Suffice it to say that Harley is a greedy, greedy writer. He wants every project, every spare word he can get. But he also believes, perhaps mistakenly, that everything he works on is imbued with a living spirit of sorts. And if that spirit is neglected, the work suffers for it.

It’s not a matter of getting a project it up to word count. I can do that blindfolded. It’s a matter of investing enough time and energy to ensure that a work is full-bodied, developed, and healthy.

If you’ve read some of my writing, you know that I fail at this on a pretty regular basis. But that’s due to a lack of skill, not for wont of passion, effort or time. Right now I have enough work to take me through to Summer, 2006. I’d jump at the chance for a 1st novel, but baring a major change in lifestyle, it would be negligent and irresponsible to take on a 90k project due in April.

When the rejection comes down I’ll be bummed, for certain, but I’ll also be writing.

PS. To Lara, Jaleigh, and everyone who has clicked over to the WW forums, or checked in on Choose Death because they were thinking about me. You guys are better friends than I deserve.

For me, that’s the real lesson. Thank you. I won’t forget it.

4 comments:

Marsheila (Marcy) Rockwell said...

So what are you going to do if (when) you DO get it? Say no?

Jeff LaSala said...

And yet I know exactly how you feel. The spiritual part.
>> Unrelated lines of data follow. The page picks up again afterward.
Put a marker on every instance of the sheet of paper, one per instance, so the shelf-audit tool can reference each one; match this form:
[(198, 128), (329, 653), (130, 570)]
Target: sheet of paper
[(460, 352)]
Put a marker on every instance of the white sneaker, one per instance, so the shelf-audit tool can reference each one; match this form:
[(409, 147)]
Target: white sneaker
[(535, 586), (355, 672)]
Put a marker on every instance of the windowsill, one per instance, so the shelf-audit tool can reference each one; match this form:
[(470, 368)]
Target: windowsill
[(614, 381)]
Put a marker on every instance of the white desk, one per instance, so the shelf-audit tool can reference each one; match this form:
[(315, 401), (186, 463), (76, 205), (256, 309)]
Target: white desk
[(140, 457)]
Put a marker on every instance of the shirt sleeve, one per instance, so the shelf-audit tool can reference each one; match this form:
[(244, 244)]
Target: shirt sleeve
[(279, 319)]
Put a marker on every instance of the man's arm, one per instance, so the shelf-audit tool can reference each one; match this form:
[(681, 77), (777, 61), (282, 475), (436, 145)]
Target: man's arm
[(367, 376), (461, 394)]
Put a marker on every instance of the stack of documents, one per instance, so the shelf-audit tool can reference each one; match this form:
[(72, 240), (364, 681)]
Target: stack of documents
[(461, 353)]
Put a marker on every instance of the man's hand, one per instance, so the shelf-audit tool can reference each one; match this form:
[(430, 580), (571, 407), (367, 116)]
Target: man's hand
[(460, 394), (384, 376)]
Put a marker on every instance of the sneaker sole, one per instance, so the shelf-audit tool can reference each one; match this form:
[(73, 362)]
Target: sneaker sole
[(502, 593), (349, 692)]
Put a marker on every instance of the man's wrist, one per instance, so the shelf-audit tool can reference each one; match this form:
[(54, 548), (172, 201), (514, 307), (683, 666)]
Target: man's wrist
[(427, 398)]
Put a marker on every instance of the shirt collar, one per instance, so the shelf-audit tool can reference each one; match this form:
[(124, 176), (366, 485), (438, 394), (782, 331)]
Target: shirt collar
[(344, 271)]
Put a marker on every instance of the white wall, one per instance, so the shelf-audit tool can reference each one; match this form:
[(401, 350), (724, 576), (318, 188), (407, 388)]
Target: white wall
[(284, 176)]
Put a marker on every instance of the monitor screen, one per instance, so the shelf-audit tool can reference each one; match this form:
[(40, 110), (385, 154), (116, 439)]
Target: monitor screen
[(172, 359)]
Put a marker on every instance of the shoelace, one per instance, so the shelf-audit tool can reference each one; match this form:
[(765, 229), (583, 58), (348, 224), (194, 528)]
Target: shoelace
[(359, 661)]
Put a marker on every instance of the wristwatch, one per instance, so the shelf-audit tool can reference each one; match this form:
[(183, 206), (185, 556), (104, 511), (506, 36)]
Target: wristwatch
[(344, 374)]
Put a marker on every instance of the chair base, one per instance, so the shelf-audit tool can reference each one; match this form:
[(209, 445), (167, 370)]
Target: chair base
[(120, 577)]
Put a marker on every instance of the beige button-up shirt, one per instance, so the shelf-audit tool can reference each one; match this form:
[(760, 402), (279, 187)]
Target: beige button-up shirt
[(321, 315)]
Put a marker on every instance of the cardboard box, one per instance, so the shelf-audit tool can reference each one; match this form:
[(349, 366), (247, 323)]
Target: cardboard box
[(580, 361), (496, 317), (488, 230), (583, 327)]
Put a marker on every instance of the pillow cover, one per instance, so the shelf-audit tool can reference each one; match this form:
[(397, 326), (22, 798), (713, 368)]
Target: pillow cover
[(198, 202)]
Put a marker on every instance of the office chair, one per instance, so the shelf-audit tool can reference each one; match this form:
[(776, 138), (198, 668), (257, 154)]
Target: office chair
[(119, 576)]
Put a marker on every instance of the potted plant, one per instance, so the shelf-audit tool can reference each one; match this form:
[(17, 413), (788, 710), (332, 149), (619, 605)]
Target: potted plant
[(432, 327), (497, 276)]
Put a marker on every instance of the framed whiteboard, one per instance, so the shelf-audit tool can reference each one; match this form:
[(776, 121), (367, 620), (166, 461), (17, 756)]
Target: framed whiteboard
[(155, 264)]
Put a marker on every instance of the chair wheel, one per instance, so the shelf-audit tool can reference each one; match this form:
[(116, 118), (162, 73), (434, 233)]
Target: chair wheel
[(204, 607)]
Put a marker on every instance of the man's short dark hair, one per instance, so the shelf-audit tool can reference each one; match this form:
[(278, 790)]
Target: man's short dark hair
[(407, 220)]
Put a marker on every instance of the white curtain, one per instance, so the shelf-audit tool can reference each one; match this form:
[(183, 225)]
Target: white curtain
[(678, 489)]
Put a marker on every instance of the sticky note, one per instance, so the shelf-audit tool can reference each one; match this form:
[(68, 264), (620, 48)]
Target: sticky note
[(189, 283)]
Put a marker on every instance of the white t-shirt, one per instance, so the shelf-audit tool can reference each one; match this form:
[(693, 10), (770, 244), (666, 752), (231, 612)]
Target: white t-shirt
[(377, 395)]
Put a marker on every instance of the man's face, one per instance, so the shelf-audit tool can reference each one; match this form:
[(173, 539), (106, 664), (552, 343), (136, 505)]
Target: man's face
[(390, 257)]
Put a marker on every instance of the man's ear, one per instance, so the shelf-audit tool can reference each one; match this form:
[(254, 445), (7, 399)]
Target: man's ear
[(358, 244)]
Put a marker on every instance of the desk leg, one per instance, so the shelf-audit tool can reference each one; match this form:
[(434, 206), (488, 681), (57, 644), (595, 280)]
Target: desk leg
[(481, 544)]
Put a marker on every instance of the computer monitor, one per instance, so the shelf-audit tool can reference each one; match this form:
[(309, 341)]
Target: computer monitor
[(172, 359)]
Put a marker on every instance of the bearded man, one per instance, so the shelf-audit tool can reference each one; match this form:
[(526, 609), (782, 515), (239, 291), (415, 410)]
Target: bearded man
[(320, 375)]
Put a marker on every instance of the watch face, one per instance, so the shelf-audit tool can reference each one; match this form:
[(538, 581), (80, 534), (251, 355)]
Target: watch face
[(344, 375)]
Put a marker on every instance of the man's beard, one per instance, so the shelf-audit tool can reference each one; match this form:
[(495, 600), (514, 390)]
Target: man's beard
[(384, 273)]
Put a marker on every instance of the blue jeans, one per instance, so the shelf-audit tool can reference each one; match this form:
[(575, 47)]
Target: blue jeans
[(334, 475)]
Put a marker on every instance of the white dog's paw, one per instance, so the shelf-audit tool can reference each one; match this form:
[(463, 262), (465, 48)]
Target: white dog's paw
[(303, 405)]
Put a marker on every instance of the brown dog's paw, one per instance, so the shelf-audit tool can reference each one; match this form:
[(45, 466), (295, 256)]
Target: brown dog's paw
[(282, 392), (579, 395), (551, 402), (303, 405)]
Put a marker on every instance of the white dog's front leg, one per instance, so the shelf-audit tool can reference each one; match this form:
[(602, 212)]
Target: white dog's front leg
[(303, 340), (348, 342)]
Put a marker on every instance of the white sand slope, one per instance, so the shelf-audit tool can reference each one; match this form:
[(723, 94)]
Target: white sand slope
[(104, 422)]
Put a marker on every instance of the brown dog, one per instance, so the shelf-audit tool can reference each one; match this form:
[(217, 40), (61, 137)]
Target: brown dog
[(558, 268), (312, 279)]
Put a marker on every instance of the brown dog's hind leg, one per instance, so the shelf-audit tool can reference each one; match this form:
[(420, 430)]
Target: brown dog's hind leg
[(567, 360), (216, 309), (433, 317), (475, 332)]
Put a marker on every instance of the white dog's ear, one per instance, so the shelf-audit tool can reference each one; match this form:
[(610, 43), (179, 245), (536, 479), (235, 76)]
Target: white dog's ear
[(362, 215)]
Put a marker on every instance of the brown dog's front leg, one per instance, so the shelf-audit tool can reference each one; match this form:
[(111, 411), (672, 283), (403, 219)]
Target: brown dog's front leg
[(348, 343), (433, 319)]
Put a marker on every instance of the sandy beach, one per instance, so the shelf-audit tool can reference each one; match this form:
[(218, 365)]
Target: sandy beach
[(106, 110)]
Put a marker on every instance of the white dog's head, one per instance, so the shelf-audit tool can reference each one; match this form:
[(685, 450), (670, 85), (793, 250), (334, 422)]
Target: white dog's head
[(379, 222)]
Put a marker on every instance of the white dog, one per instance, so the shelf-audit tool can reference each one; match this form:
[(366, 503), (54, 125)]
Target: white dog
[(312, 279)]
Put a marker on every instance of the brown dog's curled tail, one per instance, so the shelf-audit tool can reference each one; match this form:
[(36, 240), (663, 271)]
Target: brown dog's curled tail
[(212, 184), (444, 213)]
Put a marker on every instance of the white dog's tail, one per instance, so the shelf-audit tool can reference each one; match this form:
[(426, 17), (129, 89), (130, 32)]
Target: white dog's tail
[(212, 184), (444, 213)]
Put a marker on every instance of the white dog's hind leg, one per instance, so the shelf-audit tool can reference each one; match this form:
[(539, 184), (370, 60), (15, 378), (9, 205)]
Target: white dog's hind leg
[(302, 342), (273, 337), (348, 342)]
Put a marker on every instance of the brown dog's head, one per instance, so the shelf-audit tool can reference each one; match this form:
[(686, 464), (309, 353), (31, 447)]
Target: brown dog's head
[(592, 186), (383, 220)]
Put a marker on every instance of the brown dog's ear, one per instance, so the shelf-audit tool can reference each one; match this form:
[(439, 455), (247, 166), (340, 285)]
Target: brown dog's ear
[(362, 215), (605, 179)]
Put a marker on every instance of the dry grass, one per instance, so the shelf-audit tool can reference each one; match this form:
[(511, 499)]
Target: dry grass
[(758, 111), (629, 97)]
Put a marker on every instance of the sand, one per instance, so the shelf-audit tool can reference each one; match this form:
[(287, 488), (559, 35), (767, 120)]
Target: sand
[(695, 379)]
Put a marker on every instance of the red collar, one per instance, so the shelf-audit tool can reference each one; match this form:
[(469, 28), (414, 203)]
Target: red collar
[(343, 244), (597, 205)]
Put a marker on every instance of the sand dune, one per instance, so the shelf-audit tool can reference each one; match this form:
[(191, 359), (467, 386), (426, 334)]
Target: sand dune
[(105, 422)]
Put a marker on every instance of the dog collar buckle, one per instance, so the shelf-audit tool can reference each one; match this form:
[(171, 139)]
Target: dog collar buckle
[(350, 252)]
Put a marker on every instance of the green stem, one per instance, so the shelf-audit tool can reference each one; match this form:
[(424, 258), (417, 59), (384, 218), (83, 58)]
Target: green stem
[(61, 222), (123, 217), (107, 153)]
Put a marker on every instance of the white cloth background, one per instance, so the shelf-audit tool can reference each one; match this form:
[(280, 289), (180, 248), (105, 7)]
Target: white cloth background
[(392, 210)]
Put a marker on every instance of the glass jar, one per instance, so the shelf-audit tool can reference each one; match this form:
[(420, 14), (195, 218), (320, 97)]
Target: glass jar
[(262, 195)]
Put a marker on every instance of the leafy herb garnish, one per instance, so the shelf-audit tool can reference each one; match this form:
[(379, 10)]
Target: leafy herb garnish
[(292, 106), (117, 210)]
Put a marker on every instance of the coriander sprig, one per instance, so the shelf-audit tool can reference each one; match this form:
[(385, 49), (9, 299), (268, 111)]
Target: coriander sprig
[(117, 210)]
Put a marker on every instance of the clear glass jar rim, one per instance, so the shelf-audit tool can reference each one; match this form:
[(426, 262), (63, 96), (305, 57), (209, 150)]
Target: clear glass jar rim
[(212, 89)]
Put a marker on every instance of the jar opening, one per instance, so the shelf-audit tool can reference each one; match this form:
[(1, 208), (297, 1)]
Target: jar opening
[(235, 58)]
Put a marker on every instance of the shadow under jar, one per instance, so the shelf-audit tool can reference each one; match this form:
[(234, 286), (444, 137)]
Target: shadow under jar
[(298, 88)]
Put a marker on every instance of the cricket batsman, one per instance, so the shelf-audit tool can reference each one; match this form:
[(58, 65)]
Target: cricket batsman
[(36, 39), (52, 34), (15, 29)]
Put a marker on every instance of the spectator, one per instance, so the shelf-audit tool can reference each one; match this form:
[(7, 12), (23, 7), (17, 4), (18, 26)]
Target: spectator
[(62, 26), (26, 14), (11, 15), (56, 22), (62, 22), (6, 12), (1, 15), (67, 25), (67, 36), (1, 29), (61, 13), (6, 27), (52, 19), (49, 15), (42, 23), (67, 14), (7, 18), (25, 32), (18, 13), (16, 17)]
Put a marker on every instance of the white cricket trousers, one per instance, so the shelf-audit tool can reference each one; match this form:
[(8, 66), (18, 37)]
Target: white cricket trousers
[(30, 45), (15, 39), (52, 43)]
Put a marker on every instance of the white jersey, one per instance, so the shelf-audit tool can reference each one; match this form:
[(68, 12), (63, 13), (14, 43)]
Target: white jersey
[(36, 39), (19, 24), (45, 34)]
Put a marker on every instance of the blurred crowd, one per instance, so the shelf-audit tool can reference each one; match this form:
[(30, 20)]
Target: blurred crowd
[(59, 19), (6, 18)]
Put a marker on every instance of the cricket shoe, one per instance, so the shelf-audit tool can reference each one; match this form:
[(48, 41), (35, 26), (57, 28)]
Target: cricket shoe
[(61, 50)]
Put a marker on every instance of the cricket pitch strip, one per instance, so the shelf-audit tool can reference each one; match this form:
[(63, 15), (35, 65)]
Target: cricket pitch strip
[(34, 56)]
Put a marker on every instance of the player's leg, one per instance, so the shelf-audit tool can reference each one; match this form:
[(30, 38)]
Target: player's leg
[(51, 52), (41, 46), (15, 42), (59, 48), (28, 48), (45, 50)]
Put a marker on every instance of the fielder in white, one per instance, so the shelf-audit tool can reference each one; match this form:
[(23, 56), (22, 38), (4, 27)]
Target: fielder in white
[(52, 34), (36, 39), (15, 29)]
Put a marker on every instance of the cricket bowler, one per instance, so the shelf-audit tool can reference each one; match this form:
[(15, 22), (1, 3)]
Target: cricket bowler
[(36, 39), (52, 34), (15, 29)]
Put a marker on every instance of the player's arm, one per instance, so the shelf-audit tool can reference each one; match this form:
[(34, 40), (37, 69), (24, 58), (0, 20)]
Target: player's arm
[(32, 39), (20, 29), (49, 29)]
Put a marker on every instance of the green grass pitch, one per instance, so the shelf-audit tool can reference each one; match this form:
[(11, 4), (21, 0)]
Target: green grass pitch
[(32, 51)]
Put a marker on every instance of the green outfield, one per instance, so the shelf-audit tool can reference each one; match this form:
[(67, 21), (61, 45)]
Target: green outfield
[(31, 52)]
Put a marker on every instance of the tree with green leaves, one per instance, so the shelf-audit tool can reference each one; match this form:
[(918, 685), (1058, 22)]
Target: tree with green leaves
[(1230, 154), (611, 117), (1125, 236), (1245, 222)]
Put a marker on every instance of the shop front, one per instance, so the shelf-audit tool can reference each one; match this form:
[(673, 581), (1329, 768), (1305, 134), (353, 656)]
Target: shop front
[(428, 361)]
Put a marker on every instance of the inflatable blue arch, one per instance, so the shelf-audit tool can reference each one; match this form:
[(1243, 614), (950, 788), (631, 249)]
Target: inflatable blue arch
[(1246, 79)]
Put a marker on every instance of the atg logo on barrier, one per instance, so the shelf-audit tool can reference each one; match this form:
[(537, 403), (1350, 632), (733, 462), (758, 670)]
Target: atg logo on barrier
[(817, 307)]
Writing does funny things to your emotions, existing well outside the neat little dome of your mind.

Although it never forces me to refer to myself in the third person... ;)

The fact is that I can still walk into any bookstore worth its name and find a book that's got Harley Stroh's name in it and also just happens to contain a damned decent story under said name.

Until I'm there myself, I'm humbled just coming here. Heh, and even STILL then...

Harley said...

"So what are you going to do if (when) you DO get it? Say no?"

:) I'll burn that bridge when I get there.

Harley said...

Damn. Frick a frack a fooey!

I made round 2.5, to be announced Nov 28:

http://www.white-wolf.com/fiction/wod.php?line=news&articleid=332

Maybe I can be involved in a fatal skating accident before then. Do skateboards ever explode?